Release history

0.6.0

Release date: 2021-05-15

Dependency changes

Warning

pyHanko’s 0.6.0 release includes quite a few changes to dependencies, some of which may break compatibility with existing code. Review this section carefully before updating.

The pyhanko-certvalidator dependency was updated to 0.15.1. This update adds support for name constraints, RSASSA-PSS and EdDSA for the purposes of X.509 path validation, OCSP checking and CRL validation.

Warning

Since pyhanko-certvalidator has considerably diverged from “mainline” certvalidator, the Python package containing its modules was also renamed from certvalidator to pyhanko_certvalidator, to avoid potential namespace conflicts down the line. You should update your code to reflect this change.

Concretely,

from certvalidator import ValidationContext

turns into

from pyhanko_certvalidator import ValidationContext

in the new release.

There were several changes to dependencies with native binary components:

  • The Pillow dependency has been relaxed to >=7.2.0, and is now optional. The same goes for python-barcode. Image & 1D barcode support now needs to be installed explicitly using the [image-support] installation parameter.

  • PKCS#11 support has also been made optional, and can be added using the [pkcs11] installation parameter.

The test suite now makes use of Certomancer. This also removed the dependency on ocspbuilder.

New features and enhancements

Signing

  • Make preferred hash inference more robust.

  • Populate /AP when creating an empty visible signature field (necessary in PDF 2.0)

Validation

  • Timestamp and DSS handling tweaks:

    • Preserve OCSP resps / CRLs from validation kwargs when reading the DSS.

    • Gracefully process revisions that don’t have a DSS.

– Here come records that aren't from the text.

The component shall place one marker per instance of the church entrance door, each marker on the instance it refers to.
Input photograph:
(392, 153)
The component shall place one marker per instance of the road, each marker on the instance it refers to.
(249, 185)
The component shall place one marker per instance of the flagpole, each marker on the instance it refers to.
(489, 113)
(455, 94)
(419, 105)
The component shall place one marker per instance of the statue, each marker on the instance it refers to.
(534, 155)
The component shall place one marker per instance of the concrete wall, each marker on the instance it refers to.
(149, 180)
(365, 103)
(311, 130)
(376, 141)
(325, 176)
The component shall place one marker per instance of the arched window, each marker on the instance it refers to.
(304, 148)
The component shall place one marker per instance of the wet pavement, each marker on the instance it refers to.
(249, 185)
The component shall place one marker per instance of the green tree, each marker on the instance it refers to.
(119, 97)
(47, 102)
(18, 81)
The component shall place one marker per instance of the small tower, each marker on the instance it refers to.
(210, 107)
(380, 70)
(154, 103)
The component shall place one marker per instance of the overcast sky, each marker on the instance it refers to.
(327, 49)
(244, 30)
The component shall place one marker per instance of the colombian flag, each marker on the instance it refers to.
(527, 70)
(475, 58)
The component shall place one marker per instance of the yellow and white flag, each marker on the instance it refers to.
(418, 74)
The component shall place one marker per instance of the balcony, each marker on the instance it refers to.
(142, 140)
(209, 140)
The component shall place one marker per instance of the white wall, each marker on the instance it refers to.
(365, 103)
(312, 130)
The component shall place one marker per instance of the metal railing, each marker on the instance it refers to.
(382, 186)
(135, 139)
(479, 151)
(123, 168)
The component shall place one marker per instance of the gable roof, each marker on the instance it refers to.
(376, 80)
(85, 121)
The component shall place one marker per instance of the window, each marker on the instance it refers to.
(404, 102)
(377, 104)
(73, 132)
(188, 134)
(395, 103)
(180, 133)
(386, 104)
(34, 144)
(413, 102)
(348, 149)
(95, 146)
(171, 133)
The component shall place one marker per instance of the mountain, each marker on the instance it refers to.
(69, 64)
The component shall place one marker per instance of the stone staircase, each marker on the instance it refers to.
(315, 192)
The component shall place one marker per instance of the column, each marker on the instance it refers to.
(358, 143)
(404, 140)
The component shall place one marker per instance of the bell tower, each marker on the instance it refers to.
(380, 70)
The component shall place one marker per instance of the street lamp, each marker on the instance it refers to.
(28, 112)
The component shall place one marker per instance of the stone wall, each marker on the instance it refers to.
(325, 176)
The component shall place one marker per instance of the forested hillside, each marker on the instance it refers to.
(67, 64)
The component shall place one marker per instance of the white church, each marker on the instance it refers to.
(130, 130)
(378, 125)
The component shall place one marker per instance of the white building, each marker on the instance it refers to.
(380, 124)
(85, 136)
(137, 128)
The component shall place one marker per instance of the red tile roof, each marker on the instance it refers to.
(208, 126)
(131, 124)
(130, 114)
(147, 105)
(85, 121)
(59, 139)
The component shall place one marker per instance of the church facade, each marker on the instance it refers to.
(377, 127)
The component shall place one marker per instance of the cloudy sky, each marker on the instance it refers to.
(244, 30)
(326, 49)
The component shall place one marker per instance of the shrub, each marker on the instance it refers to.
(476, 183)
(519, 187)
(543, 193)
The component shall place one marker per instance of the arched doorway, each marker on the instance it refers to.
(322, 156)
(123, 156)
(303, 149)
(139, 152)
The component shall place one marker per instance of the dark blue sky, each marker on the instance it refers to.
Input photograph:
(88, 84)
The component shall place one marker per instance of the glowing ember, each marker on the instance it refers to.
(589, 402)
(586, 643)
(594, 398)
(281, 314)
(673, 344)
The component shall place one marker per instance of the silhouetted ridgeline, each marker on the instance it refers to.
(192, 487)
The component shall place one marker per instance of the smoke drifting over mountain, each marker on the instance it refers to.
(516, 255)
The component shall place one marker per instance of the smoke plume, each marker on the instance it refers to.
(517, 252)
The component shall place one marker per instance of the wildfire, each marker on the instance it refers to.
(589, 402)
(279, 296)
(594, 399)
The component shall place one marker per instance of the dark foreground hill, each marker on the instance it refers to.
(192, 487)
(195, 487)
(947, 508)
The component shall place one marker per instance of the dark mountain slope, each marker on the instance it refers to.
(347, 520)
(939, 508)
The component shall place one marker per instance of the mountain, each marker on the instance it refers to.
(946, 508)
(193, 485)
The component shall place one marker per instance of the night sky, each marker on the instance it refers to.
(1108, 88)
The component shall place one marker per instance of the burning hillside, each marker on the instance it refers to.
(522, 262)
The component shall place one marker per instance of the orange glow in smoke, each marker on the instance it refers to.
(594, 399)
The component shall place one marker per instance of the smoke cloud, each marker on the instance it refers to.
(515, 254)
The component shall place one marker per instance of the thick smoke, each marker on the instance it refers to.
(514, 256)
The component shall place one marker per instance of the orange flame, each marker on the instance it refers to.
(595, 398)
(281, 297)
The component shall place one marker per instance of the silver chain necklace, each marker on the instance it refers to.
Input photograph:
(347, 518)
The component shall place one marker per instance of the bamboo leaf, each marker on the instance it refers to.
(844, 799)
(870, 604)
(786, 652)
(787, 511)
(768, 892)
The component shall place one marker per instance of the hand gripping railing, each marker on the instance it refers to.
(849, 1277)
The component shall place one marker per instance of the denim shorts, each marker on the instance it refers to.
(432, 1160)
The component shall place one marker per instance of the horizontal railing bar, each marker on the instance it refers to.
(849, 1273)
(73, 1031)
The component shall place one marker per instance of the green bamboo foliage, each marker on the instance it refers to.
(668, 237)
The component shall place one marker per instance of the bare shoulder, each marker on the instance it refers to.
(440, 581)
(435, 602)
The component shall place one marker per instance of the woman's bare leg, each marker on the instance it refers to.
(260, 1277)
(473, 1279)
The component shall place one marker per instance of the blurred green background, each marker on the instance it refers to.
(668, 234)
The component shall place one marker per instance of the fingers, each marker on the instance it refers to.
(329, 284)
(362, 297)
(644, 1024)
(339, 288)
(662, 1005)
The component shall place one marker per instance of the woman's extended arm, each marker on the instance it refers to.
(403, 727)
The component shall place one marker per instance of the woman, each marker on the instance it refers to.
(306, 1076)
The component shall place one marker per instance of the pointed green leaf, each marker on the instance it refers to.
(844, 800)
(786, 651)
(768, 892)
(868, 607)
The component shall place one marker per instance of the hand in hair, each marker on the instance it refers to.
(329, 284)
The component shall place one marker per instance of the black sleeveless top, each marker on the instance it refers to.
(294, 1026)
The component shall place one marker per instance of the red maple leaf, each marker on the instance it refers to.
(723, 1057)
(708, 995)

    • When creating document timestamps, the validation_context parameter is now optional.

  • Enforce certvalidator’s weak_hash_algos when validating PDF signatures as well. Previously, this setting only applied to certificate validation. By default, MD5 and SHA-1 are considered weak (for digital signing purposes).

  • Expose DocTimeStamp/Sig distinction in a more user-friendly manner.

    • The sig_object_type property on EmbeddedPdfSignature now returns the signature’s type as a PDF name object.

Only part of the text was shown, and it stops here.